Description
This occurs both on the latest stable and nightly with both -C opt-level=2
and -C opt-level=3
, and looking back some versions this has been going on for quite a while, so this is not a regression AFAIK. Consider the following piece of code:
#[no_mangle]
pub fn test(x: &u8) -> bool {
let load = *x;
if load <= 1 {
return load == 1;
}
// Just some nonsense to keep the above branch.
something_dynamic()
}
#[inline(never)]
#[cold]
fn something_dynamic() -> bool {
std::env::var("dynamic").is_ok()
}
I would expect that in a release build, the above code loads the u8, checks if it is a legal value for a bool, and if so return it, otherwise going to something_dynamic()

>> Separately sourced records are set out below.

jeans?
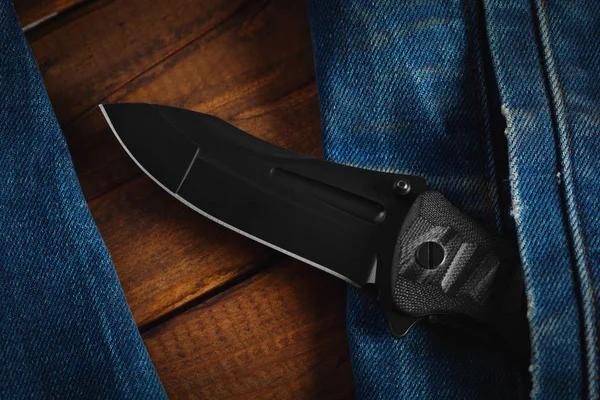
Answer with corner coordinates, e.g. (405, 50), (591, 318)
(0, 0), (600, 399)
(309, 0), (600, 399)
(0, 0), (166, 399)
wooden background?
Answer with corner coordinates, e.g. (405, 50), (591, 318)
(15, 0), (353, 399)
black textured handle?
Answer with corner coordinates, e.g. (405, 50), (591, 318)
(391, 191), (523, 334)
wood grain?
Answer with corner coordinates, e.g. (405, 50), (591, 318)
(144, 260), (352, 399)
(89, 176), (270, 325)
(14, 0), (86, 30)
(65, 0), (321, 325)
(30, 0), (248, 125)
(22, 0), (352, 399)
(64, 0), (321, 199)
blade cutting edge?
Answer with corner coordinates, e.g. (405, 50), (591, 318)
(99, 104), (358, 287)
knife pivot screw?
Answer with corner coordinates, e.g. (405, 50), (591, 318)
(394, 179), (410, 196)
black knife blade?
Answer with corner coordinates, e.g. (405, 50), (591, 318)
(101, 103), (522, 336)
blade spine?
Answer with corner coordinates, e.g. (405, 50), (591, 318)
(99, 104), (360, 287)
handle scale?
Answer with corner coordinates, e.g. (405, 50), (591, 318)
(391, 190), (523, 334)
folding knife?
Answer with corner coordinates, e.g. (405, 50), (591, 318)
(100, 103), (523, 337)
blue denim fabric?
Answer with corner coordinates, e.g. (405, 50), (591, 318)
(0, 0), (166, 399)
(309, 0), (600, 399)
(486, 0), (600, 398)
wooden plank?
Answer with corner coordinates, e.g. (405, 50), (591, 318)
(14, 0), (86, 30)
(65, 0), (321, 325)
(30, 0), (244, 125)
(143, 260), (352, 399)
(89, 176), (269, 325)
(65, 0), (321, 198)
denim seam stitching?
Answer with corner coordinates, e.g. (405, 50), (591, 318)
(465, 0), (500, 234)
(533, 0), (600, 398)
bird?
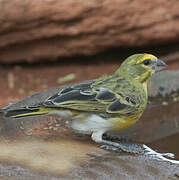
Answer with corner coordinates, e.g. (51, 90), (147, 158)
(2, 53), (167, 152)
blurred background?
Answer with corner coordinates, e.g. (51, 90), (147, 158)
(0, 0), (179, 108)
(0, 0), (179, 180)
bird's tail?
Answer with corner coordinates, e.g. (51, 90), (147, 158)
(5, 106), (54, 118)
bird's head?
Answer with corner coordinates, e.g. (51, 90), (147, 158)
(116, 54), (167, 83)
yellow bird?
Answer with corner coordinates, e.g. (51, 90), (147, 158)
(2, 54), (166, 151)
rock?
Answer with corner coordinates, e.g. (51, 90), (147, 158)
(0, 0), (179, 62)
(0, 71), (179, 180)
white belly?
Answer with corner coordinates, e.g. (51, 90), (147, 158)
(71, 114), (112, 134)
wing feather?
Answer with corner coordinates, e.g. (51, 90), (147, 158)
(43, 78), (138, 114)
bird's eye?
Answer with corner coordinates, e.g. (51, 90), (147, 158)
(143, 59), (152, 66)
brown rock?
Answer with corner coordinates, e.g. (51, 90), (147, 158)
(0, 0), (179, 62)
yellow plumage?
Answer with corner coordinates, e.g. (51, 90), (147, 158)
(2, 54), (166, 152)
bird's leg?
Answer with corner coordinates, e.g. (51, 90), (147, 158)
(91, 130), (144, 154)
(103, 132), (131, 142)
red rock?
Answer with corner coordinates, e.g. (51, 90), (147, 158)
(0, 0), (179, 62)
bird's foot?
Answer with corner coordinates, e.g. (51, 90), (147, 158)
(103, 133), (131, 142)
(101, 140), (145, 154)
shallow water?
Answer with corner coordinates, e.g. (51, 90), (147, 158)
(147, 133), (179, 161)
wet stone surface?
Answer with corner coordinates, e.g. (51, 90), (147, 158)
(0, 71), (179, 180)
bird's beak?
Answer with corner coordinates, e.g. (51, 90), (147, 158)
(156, 59), (167, 71)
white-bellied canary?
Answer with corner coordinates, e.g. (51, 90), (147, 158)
(2, 54), (166, 151)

. The motivation for this piece of code is something similar to a OnceLock<bool>
in an incredibly hot piece of code. Ideally the hot path only consists of a single mov
, cmp
and jmp
. Compiled we see the following:
test:
movzx eax, byte ptr [rdi]
cmp al, 2
jae example::something_dynamic
cmp al, 1
sete al
ret
example::something_dynamic:
<omitted>
It appears that Rust always emits code for turning an u8
into a bool
(cmp al, 1
followed by sete al
), regardless of whether this is necessary. In this case, since we checked that the u8
is <= 1
, this is not necessary at all. The same problem occurs on ARM:
_test:
ldrb w8, [x0]
cmp w8, #2
b.hs LBB0_2
cmp w8, #1
cset w0, eq
ret
LBB0_2:
b example::something_dynamic
The problem even persists if we try to use transmute, or pointer casts to bypass the problem. All the following variants still cause a superfluous value test:
if load <= 1 {
return load == 1;
// return unsafe { *(&load as *const u8 as *const bool) };
// return unsafe { std::mem::transmute(load) };
// return unsafe { std::mem::transmute_copy(&load) };
}
The weirdest thing is that this pessimization only occurs when there is a bounds check already applied. The following function avoids a test, directly loading the byte:
#[no_mangle]
unsafe fn maybe_load(x: &u8, should_load: bool) -> bool {
if should_load {
return unsafe { std::mem::transmute_copy(x) };
}
something_dynamic()
}
maybe_load:
test esi, esi
je example::something_dynamic
movzx eax, byte ptr [rdi]
ret
However, if you try to implement test
in terms of maybe_load
, it gets inlined and the useless cmp, sete
is back.